Inevitably, quality in a collection of this sort will be uneven. And even the most pleasing and provocative essay will occasion a few obiter dicta from a critical reader. While Allen Grey’s article seeks to escape the provincialism which abounds in LDS scholarly literature, his Salt Lake City/Christchurch parallels seem so broad as to prevent any meaningful insight. Jackson’s piece reminds us that the Mormon migration was probably the best managed, large-scale mass movement in American history. Yet one leaves his article with an uneasy qualm that only part of the story has been told. Andrew Jenson estimated that 6,000 Saints died enroute to Zion.
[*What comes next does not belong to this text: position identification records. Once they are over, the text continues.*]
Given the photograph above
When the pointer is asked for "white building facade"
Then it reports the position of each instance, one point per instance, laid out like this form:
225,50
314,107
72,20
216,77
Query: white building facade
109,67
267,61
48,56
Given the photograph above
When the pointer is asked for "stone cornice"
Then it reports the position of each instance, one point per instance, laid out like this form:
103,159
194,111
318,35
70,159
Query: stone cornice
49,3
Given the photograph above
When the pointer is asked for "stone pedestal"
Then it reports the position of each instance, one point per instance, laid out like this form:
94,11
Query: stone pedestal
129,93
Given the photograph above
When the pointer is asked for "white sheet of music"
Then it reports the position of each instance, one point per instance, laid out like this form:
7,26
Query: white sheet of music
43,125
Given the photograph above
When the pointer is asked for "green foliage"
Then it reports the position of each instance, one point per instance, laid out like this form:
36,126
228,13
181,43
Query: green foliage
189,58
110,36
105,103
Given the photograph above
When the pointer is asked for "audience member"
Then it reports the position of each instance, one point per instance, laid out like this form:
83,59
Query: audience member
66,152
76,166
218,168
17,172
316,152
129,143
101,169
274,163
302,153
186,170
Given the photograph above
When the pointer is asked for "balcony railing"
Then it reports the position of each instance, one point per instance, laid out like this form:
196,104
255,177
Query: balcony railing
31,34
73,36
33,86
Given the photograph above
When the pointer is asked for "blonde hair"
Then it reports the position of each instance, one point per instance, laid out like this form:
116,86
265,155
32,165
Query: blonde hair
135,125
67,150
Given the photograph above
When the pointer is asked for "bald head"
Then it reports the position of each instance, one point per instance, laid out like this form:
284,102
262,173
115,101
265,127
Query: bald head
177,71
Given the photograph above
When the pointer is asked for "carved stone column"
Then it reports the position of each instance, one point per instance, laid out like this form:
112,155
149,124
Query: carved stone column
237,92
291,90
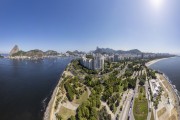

Though his statement was undocumented (and apparently undocumentable) and most fatalities occurred on the Iowa and Nebraska plains in 1846-47, there still seems room for tragedy and toil on the Mormon trail. Were Jackson’s diarykeepers subject to the same spirit of romance, i.e., excitement for the thrill of the journey, that later swelled the breasts of Pioneer Day orators? 

My favorite pieces are those by Wahlquist and Peterson. One may carp that the former’s population estimates rest on several unverifiable assumptions, such as the flow of unreported immigration and emigration (Brigham Young at times despaired over settlers leaving the territory). Nevertheless, Wahlquist’s population totals are certainly the best available, and his survey of nineteenth century Wasatch Front sex ratios, age structure, ethnicity and nativity is insightful. Peterson, in turn, continues the quest for personal and LDS heritage which he expressed several years ago in his Mormon History Association Presidential Address. He writes eloquently of the land and the common people who inhabit it—sometimes with language which seems ready to soar beyond his control. Peterson is interesting reading, even if some of his views require other historians to follow his wake and provide nuts-and-bolts documentation. 

Some will say that this collection offers little that is new. True, most of its essays are taken from the authors’ graduate school dissertations with only minor retouching. But Jackson has chosen his selections well, and the result is a commendable public statement of what Mormon historical geography is currently about.

The Mormon Role in the Settlement of the West. Edited by Richard H. Jackson. Charles Redd Monographs in Western History, No. 9. Provo, Utah: Brigham Young University Press, 1978. 169 pp., maps, charts, graphs. $6.95.